De nombreux parents de l’Alliance pour l’inclusion scolaire savent par expérience combien il est difficile, voire impossible, de trouver une école primaire pour leurs enfants près de chez eux qui réponde au besoin accru de soutien des enfants. “Cela commence par l’absence d’ascenseur, car dans les anciens bâtiments scolaires, la protection des monuments est plus importante que l’inclusion”, explique Dieckmann. Et même un ascenseur ne signifie pas que les enfants handicapés se retrouvent dans une école adaptée à leurs besoins.

Des personnels scolaires insuffisamment sensibilisés, des classes trop nombreuses, des auxiliaires scolaires mal payés et parfois peu motivés pour les enfants : « On est loin des équipes multiprofessionnelles qu’on ne cesse d’invoquer. Et bien sûr, de nombreux parents préfèrent alors envoyer leurs enfants dans une école spécialisée, où ils reçoivent ce soutien », explique Dieckmann.

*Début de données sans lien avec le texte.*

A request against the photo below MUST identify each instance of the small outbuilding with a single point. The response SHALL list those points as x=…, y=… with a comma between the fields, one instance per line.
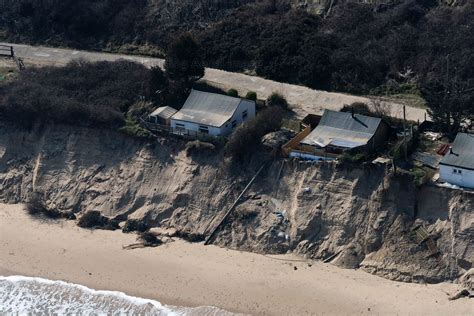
x=212, y=114
x=338, y=132
x=162, y=115
x=457, y=166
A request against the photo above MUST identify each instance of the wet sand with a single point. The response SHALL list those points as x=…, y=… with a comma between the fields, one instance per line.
x=184, y=274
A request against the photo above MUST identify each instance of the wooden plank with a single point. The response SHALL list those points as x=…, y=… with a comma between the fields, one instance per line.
x=226, y=215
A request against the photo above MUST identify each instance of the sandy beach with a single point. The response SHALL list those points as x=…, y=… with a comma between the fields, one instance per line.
x=184, y=274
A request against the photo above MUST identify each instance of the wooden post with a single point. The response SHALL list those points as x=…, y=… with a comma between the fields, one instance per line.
x=214, y=231
x=405, y=133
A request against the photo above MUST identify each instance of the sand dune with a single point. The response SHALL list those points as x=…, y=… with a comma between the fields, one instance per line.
x=186, y=274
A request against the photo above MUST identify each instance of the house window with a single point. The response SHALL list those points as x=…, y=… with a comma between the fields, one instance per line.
x=203, y=129
x=180, y=127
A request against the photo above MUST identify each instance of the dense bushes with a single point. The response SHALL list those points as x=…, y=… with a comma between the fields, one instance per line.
x=36, y=207
x=135, y=225
x=248, y=135
x=81, y=93
x=355, y=49
x=93, y=219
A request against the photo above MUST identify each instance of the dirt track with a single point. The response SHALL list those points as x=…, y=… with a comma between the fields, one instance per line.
x=304, y=100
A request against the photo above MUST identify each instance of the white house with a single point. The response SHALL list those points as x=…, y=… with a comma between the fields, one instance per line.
x=162, y=115
x=211, y=113
x=457, y=166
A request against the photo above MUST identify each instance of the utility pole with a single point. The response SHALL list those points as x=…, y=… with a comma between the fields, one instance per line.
x=405, y=133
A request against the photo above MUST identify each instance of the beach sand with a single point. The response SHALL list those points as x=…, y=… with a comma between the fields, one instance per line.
x=184, y=274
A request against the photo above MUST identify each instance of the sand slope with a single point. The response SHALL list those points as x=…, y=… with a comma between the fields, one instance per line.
x=186, y=274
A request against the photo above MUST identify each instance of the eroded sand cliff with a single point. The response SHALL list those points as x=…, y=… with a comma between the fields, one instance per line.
x=354, y=216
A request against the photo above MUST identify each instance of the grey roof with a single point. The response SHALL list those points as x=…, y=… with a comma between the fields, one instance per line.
x=165, y=112
x=342, y=130
x=208, y=108
x=462, y=155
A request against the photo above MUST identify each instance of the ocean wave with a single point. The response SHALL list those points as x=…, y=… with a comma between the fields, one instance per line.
x=31, y=295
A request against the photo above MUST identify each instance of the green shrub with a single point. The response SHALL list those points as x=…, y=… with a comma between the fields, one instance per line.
x=419, y=175
x=251, y=95
x=93, y=219
x=233, y=93
x=197, y=147
x=132, y=128
x=188, y=236
x=149, y=239
x=348, y=157
x=134, y=225
x=80, y=93
x=36, y=207
x=248, y=136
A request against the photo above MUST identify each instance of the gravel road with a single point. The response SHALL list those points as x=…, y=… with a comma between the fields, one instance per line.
x=303, y=100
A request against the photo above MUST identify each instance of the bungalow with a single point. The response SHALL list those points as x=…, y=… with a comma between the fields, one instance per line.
x=338, y=132
x=457, y=166
x=162, y=115
x=213, y=114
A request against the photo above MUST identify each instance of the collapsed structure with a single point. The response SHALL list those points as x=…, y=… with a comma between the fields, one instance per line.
x=338, y=132
x=457, y=166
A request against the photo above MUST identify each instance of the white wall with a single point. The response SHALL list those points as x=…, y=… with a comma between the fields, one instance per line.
x=213, y=131
x=463, y=179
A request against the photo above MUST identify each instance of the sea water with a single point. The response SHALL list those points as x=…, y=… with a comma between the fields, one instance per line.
x=28, y=295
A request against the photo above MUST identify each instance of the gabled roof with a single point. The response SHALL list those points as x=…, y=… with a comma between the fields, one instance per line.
x=165, y=112
x=341, y=129
x=462, y=153
x=208, y=108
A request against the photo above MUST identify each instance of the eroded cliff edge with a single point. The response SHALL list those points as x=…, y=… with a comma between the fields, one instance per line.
x=354, y=216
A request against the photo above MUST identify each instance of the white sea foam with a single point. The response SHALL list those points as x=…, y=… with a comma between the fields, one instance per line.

L’experte en éducation du Groupe vert, Marianne Burkert-Eulitz, connaît assez bien les problèmes de par son travail d’avocate spécialisée en droit de l’enfance, de la jeunesse et de la famille. « Il faut dire de manière réaliste que nous sommes plus avancés que les autres États fédéraux en matière d’inclusion scolaire. Mais il y a encore beaucoup de progrès à faire à Berlin aussi », déclare Burkert-Eulitz à « nd ». En plus de la pénurie générale de travailleurs qualifiés, il existe également des déficits de formation parmi le personnel scolaire pour s’occuper des enfants handicapés. Parce qu’il est également clair : “L’inclusion est aussi une question d’attitude.”

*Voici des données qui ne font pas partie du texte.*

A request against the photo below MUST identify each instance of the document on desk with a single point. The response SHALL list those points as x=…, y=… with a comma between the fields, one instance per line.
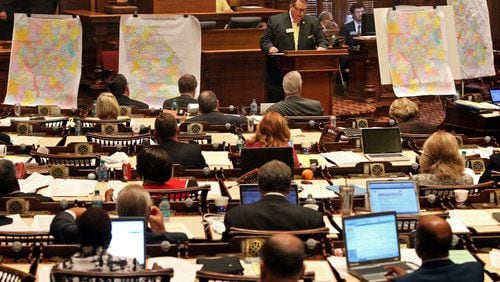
x=184, y=270
x=344, y=158
x=72, y=187
x=473, y=218
x=34, y=182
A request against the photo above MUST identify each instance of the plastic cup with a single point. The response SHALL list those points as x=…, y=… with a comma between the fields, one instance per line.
x=221, y=204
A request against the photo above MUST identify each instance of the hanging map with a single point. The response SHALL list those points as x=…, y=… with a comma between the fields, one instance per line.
x=417, y=53
x=475, y=48
x=155, y=51
x=45, y=61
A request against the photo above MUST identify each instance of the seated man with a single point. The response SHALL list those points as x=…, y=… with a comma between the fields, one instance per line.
x=273, y=211
x=294, y=104
x=406, y=113
x=132, y=200
x=433, y=241
x=187, y=88
x=9, y=185
x=282, y=259
x=119, y=87
x=94, y=235
x=187, y=155
x=154, y=165
x=209, y=107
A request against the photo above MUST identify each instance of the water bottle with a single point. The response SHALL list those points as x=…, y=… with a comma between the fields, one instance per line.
x=165, y=208
x=97, y=200
x=102, y=172
x=253, y=107
x=174, y=105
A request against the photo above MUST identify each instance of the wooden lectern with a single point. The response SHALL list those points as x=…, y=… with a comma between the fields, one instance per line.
x=317, y=69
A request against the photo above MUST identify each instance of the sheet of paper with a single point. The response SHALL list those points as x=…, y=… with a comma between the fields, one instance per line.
x=184, y=270
x=344, y=158
x=474, y=217
x=34, y=182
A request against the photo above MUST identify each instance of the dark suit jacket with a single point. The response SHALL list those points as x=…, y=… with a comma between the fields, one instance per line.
x=348, y=31
x=188, y=155
x=310, y=36
x=65, y=231
x=272, y=212
x=297, y=106
x=218, y=118
x=445, y=270
x=182, y=101
x=126, y=101
x=416, y=126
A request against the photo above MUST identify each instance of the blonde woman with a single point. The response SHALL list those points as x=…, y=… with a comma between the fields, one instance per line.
x=441, y=162
x=272, y=131
x=107, y=106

L’administration de l’éducation a déjà annoncé que ni la sénatrice Busse ni l’un de ses secrétaires d’État n’auront le temps d’accepter personnellement la lettre de protestation. La Chambre des représentants se réunit jeudi et Busse devra répondre aux questions ici. “Que puis-je dire ? Je suppose que les choses pourraient être différentes si la date et le sujet de l’inclusion étaient classés comme très importants”, déclare Maike Dieckmann. Ce qu’elle ne dit pas : Cela ne semble pas être le cas.